IRB Infrastructure and Developers’ stock continues to be on solid ground (around Rs 120 levels) even after the company has received an order from Commissioner of Service Tax (CST), containing a demand of Rs 60.5 crore plus penalty (100% of the tax payable) and interest (at appropriate rates as per provisions of Service Tax Act) as service tax payable on tolls collected by three build-operate-transfer (BOT) project subsidiaries (read special purpose vehicle or SPVs) for the period FY07-11. If the same logic is applied to all its ten operational BOT projects, then the total tax payable amounts to Rs 290 crore for the same period. Including penalty and interest, the same totals to Rs 600 crore (21% of networth as estimated by Deepal Delivala, analyst Citi Research).

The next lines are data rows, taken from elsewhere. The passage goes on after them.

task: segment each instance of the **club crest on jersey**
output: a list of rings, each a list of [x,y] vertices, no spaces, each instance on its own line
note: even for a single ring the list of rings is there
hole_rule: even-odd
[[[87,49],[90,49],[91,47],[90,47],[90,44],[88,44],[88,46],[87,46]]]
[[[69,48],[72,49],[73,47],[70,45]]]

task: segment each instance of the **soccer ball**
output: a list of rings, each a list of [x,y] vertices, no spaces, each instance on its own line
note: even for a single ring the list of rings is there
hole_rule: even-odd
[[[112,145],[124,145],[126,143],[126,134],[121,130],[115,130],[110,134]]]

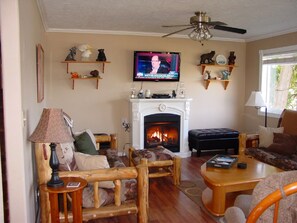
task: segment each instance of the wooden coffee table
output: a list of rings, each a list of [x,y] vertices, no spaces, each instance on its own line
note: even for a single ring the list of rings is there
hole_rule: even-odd
[[[247,168],[238,169],[238,162],[247,163]],[[261,179],[282,171],[244,155],[238,156],[237,163],[230,169],[206,167],[206,163],[201,166],[201,175],[208,186],[202,192],[202,202],[213,215],[224,215],[228,193],[254,189]]]

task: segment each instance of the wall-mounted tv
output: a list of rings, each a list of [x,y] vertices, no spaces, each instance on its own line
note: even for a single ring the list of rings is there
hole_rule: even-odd
[[[180,53],[134,52],[133,81],[179,81]]]

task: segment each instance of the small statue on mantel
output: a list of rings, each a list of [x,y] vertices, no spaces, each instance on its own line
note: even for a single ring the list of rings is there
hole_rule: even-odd
[[[104,53],[104,49],[98,49],[98,57],[96,61],[106,61],[106,56]]]
[[[67,55],[65,61],[76,61],[75,60],[75,55],[76,55],[76,47],[72,47],[69,49],[69,54]]]
[[[205,53],[200,56],[200,64],[213,64],[214,60],[212,59],[216,51],[211,51],[210,53]]]
[[[230,51],[230,55],[228,57],[228,64],[229,65],[234,65],[235,64],[235,59],[236,59],[235,52]]]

However IRB has defended the order on many grounds. Firstly it says that its SPVs are not ‘agents’ of NHAI (as considered by CST) but are termed as BOT concessionaires. Secondly, Ministry of Finance has clarified that service tax is not leviable on toll paid by users of roads including those constructed by SPVs created under an agreement between NHAI or state authority and concessionaire. In technical words, the toll road companies are in the negative list for payment of service tax. Lastly the company has drawn reference to a similar case in the past wherein the company (Swama Tollway PVT) won a favourable ruling in the appellate tribunal and High Court though the case is being heard in the Supreme Court currently.
IRB is going to appeal against the order within the next 90 days and also file for a stay in the order. It will also decide whether to provide for the same after consulting the auditors. Analysts strongly feel that there is very little possibility of company losing the case. Says Deepal of Citi Research, “We believe that given the case precedents, current legislation, impact for the industry as a whole, likelihood of IRB losing the case seems remote at this point.” Adds analyst from Sharekhan, “We believe IRB Infra would not face such an adverse situation (losing the appeal and not recovering from NHAI).” Ajit Motwani, analyst, Emkay Global Financial Services points out that although decision might take its own time, we believe the management has a strong case in their favour owing to historical case laws and CBDT circular issued earlier.
Broadly, analysts feel it will have no impact on financial performance of the company. This is because concession agreement between NHAI and concessionaire provides a clause under which the company will be able to recover the amount from NHAI/state authority in case of change in law or its interpretation. Also, service tax has to be paid by recipient of the service (NHAI in this case). Adds Sujit Jain, analyst, Asian Markets Securities, “The amount under dispute will be recorded as ‘contingent liability. Even if it is taken to balance sheet as a liability, a matching asset as ‘receivable from NHAI’ will be created.”
Analysts maintain their 'Buy' recommendation on the company with target price of Rs 234, which implies an upside of (89%). Says Ajit of Emkay, “We continue to like IRB’s robust portfolio of cash flow generating operating assets and strong balance sheet position which will drive the company’s accelerated asset accretion.”